Pour améliorer l'équilibre de la flore intestinale, il est possible de prendre de bonnes bactéries sous forme de comprimés contenant de fortes doses de prébiotiques et de probiotiques. Les prébiotiques, ou fibres végétales non digestibles, peuvent favoriser la croissance des bonnes bactéries. Les symbiotiques sont une combinaison de prébiotiques et de probiotiques. Certaines recherches suggèrent que la prise de doses élevées de bonnes bactéries peut rééquilibrer les bonnes bactéries dans l'intestin, améliorant ainsi les symptômes intestinaux et les conditions qui conduisent à l'aggravation de la maladie rénale chronique.

Comment avons-nous procédé ?

Nous avons examiné toutes les données probantes sur les symbiotiques, les prébiotiques et les probiotiques afin de déterminer s'ils peuvent améliorer les résultats chez les personnes atteintes de MRC (tous stades confondus, de 1 à 5).

Qu’avons-nous trouvé ?

Nous avons trouvé 45 études randomisant 2266 participants. La moitié de ces études portait sur des participants sous dialyse (principalement hémodialyse), et l'autre moitié sur des participants ne recevant pas de dialyse. La moitié d'entre eux souffraient également de diabète et d'hypertension.
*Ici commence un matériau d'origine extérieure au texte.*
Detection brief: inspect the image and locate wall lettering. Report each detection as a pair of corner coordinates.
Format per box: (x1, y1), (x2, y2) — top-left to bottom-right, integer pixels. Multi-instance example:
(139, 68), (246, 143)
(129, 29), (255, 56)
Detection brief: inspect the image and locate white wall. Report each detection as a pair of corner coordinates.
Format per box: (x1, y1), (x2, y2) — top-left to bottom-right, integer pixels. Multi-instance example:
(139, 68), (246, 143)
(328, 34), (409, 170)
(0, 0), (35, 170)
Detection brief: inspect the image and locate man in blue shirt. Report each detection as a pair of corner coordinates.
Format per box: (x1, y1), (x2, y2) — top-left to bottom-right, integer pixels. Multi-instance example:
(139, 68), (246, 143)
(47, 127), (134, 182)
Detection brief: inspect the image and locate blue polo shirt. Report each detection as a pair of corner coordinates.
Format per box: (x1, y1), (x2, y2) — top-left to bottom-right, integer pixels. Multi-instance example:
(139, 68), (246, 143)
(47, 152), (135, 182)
Nous ne savons pas si les symbiotiques, les prébiotiques ou les probiotiques améliorent les résultats au niveau des intestins, la qualité de vie, les niveaux de toxines rénales ou la fonction rénale.
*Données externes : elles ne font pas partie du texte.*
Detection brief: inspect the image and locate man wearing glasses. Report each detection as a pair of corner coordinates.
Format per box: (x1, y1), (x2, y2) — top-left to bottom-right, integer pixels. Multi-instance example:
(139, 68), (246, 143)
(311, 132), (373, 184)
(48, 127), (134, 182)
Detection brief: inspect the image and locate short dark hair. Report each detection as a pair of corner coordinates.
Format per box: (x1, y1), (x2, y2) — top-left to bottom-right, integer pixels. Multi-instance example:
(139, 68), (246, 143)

La qualité des données probantes que nous avons trouvées est de faible qualité et d’un niveau de confiance très faible. Toutes les études ont été réalisées à l'aide de méthodes de qualité modérée à médiocre et avec trop peu de patients.

Résumé

Actuellement, nous ne disposons pas de suffisamment d'informations issues des essais pour savoir si les symbiotiques, les prébiotiques ou les probiotiques permettent d'améliorer les symptômes intestinaux, la qualité de vie, les niveaux de toxines rénales ou la fonction rénale chez les personnes atteintes de MRC. Dix études sont actuellement en cours ; il est donc possible que les résultats changent avec l'inclusion de ces études dans les futures mises à jour.
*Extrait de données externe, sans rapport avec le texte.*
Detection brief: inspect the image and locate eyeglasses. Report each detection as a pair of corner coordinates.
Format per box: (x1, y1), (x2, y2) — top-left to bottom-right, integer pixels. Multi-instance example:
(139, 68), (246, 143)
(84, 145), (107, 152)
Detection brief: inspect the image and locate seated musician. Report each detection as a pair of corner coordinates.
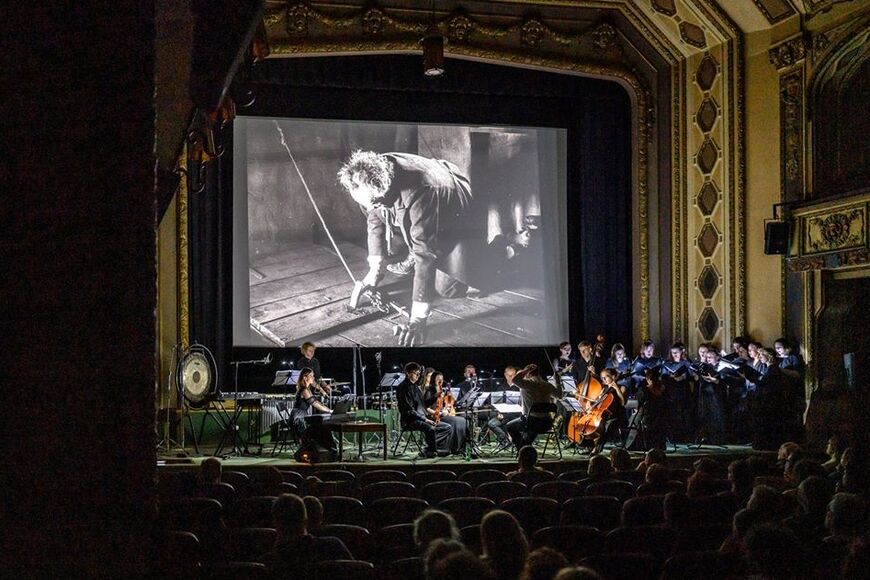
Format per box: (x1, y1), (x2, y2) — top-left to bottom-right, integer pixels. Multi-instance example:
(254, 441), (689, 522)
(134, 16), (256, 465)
(553, 341), (574, 376)
(592, 369), (628, 455)
(661, 342), (697, 441)
(296, 342), (332, 397)
(629, 340), (662, 395)
(290, 367), (335, 449)
(478, 368), (516, 446)
(423, 370), (468, 454)
(574, 337), (604, 385)
(396, 362), (453, 457)
(604, 342), (631, 392)
(456, 365), (477, 399)
(507, 364), (562, 449)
Les données probantes sont à jour jusqu'au 9 octobre 2023.

Conclusions des auteurs: 

Nous avons trouvé très peu d'études qui testent de manière adéquate la supplémentation en biotiques comme traitement alternatif pour améliorer la fonction rénale, les symptômes gastro-intestinaux, les critères de jugement de la dialyse, la fonction d'allogreffe, les critères de jugement rapportés par les patients, les maladies cardiovasculaires, le cancer, la réduction des toxines urémiques et les effets indésirables.

Nous ne sommes pas certains que les symbiotiques, les prébiotiques ou les probiotiques soient plus ou moins efficaces qu'un autre, que les antibiotiques ou que les soins standards pour améliorer les résultats des personnes atteintes de MRC. Les événements indésirables ont été peu fréquents et légers.

Lire le résumé complet...
Contexte: 

La maladie rénale chronique (MRC) est un problème majeur de santé publique qui touche 13 % de la population mondiale. Des recherches antérieures ont indiqué que la maladie rénale chronique est associée à une dysbiose intestinale. La dysbiose intestinale pourrait entraîner le développement et/ou la progression de la MRC, qui pourrait à son tour entraîner une dysbiose intestinale en raison des toxines urémiques, de l'œdème de la paroi intestinale, de l'acidose métabolique, des temps de transit intestinal prolongés, de la poly pharmacie (exposition fréquente aux antibiotiques) et des restrictions alimentaires utilisées pour traiter la MRC. Les interventions telles que les symbiotiques, les prébiotiques et les probiotiques pourraient améliorer l'équilibre de la flore intestinale en modifiant le pH intestinal, en améliorant l'équilibre du microbiote intestinal et en renforçant la fonction de barrière intestinale (c'est-à-dire en réduisant la perméabilité intestinale).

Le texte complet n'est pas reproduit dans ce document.